Le viril Pirate ne s’adresse pas à sa voisine immédiate, vêtue d’une illusion de blouse. Phénomène étrange, il préfère s’adresser à une Belette trop habillée assise 4 sièges plus loin!

– Euh oui?
Vous avez remarqué à quel point je suis loquace quand on m’aborde?
– Savez-vous s’il y a une SAQ plus loin sur Papineau Nord?
Me prend-il pour une «party animal» du mercredi, une experte ès boésson, une Françoise Chartier du macaroni chinois? De la foule autour, j’ai vraiment l’air d’être LA référence???
– Voyons voir….. Il y en a une sur Fleury, près de la pharmacie.
– Ah, me semblait! Merci Madame!

Le Pirate de la construction jase de tout, de vin, de rien, en me fixant intensément de son regard bleu acier.
– Je vais prendre un bon verre de vin en soupant. Mais tout seul, c’est un peu plate, vous comprenez…? 😉

DING! Belette encore sauvée par la cloche!

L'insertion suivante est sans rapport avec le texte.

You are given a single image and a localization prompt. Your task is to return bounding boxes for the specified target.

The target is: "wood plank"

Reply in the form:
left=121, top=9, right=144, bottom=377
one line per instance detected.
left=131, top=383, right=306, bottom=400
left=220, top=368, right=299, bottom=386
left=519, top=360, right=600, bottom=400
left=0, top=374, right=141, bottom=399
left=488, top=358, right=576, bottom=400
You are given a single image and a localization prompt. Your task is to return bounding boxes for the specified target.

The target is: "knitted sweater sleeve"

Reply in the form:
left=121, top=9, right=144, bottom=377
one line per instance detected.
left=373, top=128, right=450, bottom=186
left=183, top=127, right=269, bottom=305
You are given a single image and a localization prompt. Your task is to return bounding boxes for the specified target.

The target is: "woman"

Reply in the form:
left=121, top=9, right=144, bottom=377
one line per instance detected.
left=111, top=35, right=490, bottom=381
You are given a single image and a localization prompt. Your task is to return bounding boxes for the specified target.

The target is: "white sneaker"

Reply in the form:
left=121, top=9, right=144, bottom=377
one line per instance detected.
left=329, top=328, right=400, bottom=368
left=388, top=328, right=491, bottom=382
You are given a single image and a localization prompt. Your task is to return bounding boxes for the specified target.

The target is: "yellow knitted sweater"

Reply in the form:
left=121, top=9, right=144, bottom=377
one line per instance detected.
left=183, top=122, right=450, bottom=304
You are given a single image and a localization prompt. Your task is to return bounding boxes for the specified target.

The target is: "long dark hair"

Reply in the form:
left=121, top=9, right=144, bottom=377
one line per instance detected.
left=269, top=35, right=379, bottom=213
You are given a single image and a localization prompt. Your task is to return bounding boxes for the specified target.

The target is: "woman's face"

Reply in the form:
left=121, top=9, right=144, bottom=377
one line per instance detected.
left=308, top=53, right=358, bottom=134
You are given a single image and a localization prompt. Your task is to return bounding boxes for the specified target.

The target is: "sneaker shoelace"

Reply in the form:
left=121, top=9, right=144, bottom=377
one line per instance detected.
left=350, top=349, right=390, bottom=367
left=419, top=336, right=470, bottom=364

J’espère au moins qu’il a trouvé du vin, vu qu’il est un peu utopique, en ce moment, de vivre d’amour et d’eau fraîche!!

Chronique « Pour un flirt »: Proposition in…croyable!

Votre Belette préférée (vous ne devez pas en connaître 36, donc je revendique farouchement le titre!) est assise bien tranquille dans l’autobus 45 Papineau. C’est une journée glaciale de printemps. Rien pour sourire au monde entier et s’ouvrir comme une fleur, mais tout pour hiberner, bougonner ou faire une cure intensive de poutine.

Un homme d’au moins 15 ans de plus que moi monte à bord et lorgne avec convoitise le siège vide à mes côtés, joue du coude, s’y installe. Pour le décrire, je dirais style « Rocker fatigué pré-retraité », avec manteau de cuir élimé, bottes de cowboy ayant beaucoup voyagé, chevelure qui a jadis coûté plus cher de gel et nombreux bijoux en or.

Il me regarde comme si j’étais un quart de poulet poitrine ou un blond mannequin international, sourit et me dit:
– Salut Beauté!
Deux mots ô combien évocateurs, qui nous en disent long sur le rocker fatigué. Il est doté d’une imagination fertile et débordante ou il a un don. La météo printanière est cruelle et insouciante. Entre chapeau et foulard, on voit à peine le bout de mon nez, une monture de lunettes rouges et des yeux cernés. Alors pour s’exclamer sur mon joli minois, il faut faire preuve d’imagination ou voir à travers les vêtements. Autre option, revenir de la taverne. Test en Odorama: Positif. Ça aide. Beaucoup.

Je grogne une réponse. Encouragé par mon enthousiasme et mon accueil chaleureux(!), il continue sur sa lancée et entame la conversation, se présente, jase du temps qu’il fait, du hockey, de ses sorties…
– Aimes-tu ça toi, le Marché aux Puces 5 étoiles? Sur Métropolitain?
– Euh…
– Moi j’aime ça aller là, j’y vais souvent, j’achète toutes sortes d’affaires, du linge, du parfum, des bijoux en or, d’la vraie or, là!

Il me montre alors ses gourmettes et ses bagues en or à têtes de mort, puis dézippe son manteau pour me montrer la rivière de chaînes en or autour de son cou, avec croix et pendentifs à têtes de lapins…
– C’est beau, hein? Aimes-tu toi, les chaînes en or?
– Euh…
– Moi je trouve ça beau sur une belle femme, une belle grosse chaîne en or… Tu fais quoi demain?
– Euh…
– J’aimerais ça t’inviter au Marché aux puces 5 étoiles! Sur Métropolitain. Ça te tente-tu? J’voudrais t’acheter une belle chaîne en or, pas une cheap, là! Ça nous ferait une belle sortie!

Quel romantisme!!! Vous ne me croirez pas, je le sais, mais je suis encore célibataire! Je dois être trop difficile!

Avez-vous déjà été courtisé-e, galamment ou non, dans l’autobus ou le métro?